Court ruling says multinational fruit marketer “knowingly” paid the terrorist organisation AUC, which was found responsible for eight killings
A Florida court has ordered Chiquita Brands International to pay more than US$38m in damages to the families of eight victims of the paramilitary group Autodefensas Unidas de Colombia (AUC) in Colombia.
The jury decision included an assertion that the company “knowingly provided substantial assistance to the AUC in the form of cash payments or other means of support, to a degree sufficient to create a fore seeable risk of harm”, according to a Reuters story.
Chiquita previously argued that the payments were extortion, in response to violent threats against its workers and facilities.
However, the jury concluded that Chiquita had not proven its support for the AUC was to avert any such harm.

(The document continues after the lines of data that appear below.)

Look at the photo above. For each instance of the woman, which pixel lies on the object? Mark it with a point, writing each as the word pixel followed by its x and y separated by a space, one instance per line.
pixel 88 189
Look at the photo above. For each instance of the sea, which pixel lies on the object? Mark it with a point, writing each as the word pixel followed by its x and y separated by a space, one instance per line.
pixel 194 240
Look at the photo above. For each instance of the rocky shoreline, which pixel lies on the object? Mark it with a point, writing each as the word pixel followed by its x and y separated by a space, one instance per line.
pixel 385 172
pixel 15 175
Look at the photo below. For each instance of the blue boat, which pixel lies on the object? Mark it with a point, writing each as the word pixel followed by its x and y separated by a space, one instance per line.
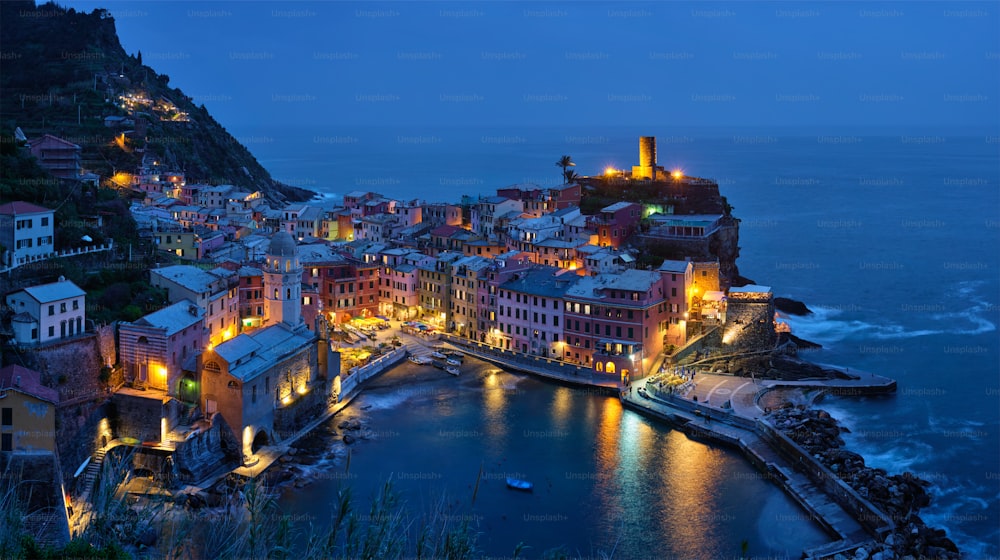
pixel 518 484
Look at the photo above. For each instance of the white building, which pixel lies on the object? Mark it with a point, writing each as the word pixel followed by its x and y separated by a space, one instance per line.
pixel 26 233
pixel 48 312
pixel 283 282
pixel 215 291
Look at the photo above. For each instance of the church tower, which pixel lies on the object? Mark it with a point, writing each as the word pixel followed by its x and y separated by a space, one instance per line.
pixel 282 282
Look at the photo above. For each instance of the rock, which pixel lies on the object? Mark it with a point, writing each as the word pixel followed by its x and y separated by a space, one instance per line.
pixel 791 306
pixel 147 538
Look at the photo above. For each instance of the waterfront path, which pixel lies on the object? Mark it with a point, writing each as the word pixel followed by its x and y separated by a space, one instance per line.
pixel 731 410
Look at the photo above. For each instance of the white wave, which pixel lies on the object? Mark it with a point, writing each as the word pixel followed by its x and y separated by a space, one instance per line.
pixel 956 507
pixel 824 326
pixel 371 400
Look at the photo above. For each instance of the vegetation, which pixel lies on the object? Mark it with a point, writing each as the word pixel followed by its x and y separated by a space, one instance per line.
pixel 251 526
pixel 64 76
pixel 566 162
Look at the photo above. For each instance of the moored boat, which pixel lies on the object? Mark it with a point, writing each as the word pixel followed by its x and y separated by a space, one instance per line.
pixel 518 484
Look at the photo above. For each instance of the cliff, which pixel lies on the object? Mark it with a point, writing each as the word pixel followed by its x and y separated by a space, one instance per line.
pixel 65 71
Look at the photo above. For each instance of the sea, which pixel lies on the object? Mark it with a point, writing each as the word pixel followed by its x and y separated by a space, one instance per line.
pixel 889 235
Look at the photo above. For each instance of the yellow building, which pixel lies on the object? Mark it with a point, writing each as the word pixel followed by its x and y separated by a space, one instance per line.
pixel 27 412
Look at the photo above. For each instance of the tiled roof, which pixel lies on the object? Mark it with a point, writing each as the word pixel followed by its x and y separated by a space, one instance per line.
pixel 21 207
pixel 55 291
pixel 27 381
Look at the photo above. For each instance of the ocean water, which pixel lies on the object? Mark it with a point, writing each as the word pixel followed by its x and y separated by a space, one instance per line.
pixel 890 236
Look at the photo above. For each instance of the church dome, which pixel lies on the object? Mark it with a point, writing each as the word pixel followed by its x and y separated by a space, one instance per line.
pixel 282 245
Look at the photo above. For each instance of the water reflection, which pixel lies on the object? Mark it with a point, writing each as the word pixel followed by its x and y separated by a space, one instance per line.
pixel 690 480
pixel 495 407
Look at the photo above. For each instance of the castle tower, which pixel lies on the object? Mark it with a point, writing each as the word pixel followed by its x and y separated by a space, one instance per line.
pixel 283 282
pixel 647 159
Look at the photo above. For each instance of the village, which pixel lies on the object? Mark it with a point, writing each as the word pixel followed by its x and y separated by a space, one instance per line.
pixel 271 317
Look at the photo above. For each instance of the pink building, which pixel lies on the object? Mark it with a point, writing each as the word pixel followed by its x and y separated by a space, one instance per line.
pixel 614 224
pixel 399 282
pixel 530 311
pixel 155 349
pixel 616 323
pixel 59 157
pixel 677 281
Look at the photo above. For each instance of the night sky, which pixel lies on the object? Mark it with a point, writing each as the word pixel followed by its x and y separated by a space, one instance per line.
pixel 579 63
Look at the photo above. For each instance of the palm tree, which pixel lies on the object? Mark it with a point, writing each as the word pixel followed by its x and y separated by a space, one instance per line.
pixel 564 162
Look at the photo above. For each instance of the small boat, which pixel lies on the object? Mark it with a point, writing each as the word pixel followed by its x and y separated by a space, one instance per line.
pixel 518 484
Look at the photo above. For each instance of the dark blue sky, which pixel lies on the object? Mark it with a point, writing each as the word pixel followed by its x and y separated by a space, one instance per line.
pixel 559 63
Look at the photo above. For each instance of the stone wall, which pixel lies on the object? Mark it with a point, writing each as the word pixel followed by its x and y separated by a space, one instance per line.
pixel 749 324
pixel 292 418
pixel 38 480
pixel 137 417
pixel 80 429
pixel 71 367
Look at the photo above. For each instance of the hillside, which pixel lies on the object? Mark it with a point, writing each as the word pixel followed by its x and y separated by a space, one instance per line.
pixel 62 72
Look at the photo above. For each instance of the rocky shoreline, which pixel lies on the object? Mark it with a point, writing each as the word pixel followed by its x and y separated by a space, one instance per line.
pixel 899 496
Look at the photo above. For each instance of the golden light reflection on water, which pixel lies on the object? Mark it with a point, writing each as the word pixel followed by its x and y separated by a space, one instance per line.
pixel 690 482
pixel 495 404
pixel 606 451
pixel 562 402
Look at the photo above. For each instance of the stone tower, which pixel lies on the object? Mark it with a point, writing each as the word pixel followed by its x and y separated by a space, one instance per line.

In 2007, Chiquita was fined US$25m in relation to charges that it worked with a terrorist organisation in Colombia. As reported by Reuters at the time, the group accepted the fine after it pleaded guilty to paying protection money to the paramilitaries between 2001 and 2004.
“The verdict does not bring back the husbands and sons who were killed, but it sets the record straight and places accountability for funding terrorism where it belongs: at Chiquita’s doorstep,” commented prosecution lawyer Agnieszka Fryszman.
Chiquita did not comment immediately on the court’s decision, but has since issued a statement saying it intends to appeal.